「いつわれわれは準備を完了するのだろうか」そんなことを考えさせられた一冊であった。
元関西国際空港の空港検疫官として、感染症の侵入防止業務に携わった著者が2001年に書いた本である。この時点では鳥インフルエンザはそれほど大きな脅威として認識されていなかったこともあり、黄熱病、マラリア、コレラ、ペスト、エイズなどの感染爆発の歴史や、O157、狂牛病などが日本社会においてどのように受け止められたかについて記されている。
飛行機に乗ってくる病原体 ―空港検疫官の見た感染症の現実 (角川oneテーマ21) おススメ度:★★★☆☆ |
著者は言う。
「古来より、病原体は人間の生活を脅かす恐ろしい敵であった。しかし、科学の勃興とともに仇敵を撲滅できる可能性がほのかに見え、20世紀のある時期には、それが実現される日も近いと思われた」「だが敵もさるもの、こちらの裏を書くやり方で復活を遂げてきた。抗生物質耐性菌や駆虫剤耐性昆虫は、今や世界中に広がっている。そもそも、人間などよりも遥かに長い時間を生き抜いてきた細菌を簡単に撲滅できるなどと考えたこと自体、愚かな思いあがりであった。」
インフルエンザもしかりである。気がつけばタミフル耐性種が生まれ、やがて人-人感染を普通のこととしてしまうかもしれない。
さて2001年時点において著者の心配は、日本にはいってくるところよりも、はいった後にある。

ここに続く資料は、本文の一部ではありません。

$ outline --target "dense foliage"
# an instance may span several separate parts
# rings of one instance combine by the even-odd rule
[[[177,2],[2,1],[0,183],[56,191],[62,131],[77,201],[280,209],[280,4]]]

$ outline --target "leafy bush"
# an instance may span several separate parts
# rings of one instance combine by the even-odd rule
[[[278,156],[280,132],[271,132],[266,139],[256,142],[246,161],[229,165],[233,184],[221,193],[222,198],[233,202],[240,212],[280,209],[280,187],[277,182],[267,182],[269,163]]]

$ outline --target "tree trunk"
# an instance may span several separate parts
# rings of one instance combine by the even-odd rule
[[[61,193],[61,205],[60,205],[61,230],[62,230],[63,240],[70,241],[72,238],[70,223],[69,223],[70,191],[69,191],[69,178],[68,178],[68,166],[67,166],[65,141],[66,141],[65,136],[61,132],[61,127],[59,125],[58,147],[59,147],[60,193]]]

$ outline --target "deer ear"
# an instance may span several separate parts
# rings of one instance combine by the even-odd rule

「感染症に対する対策があまりにも水際対策に偏り過ぎている点だ。空港でのチェックがときに行き過ぎと思えるほどに厳重なのに対して、いったん国内に侵入してしまった感染症に対する対策はほとんど取られていないような気がする」
この本が書かれてから8年、日本においても鳥インフルエンザ対策は取られてきてはいる。しかし、すでにいつ起こってもおかしくないと言われる感染爆発に対して、医療機関や官民に十分な体制ができているとは到底思えない。
「いつわれわれは準備を完了するのだろうか」そんなことを考えさせられた一冊であった。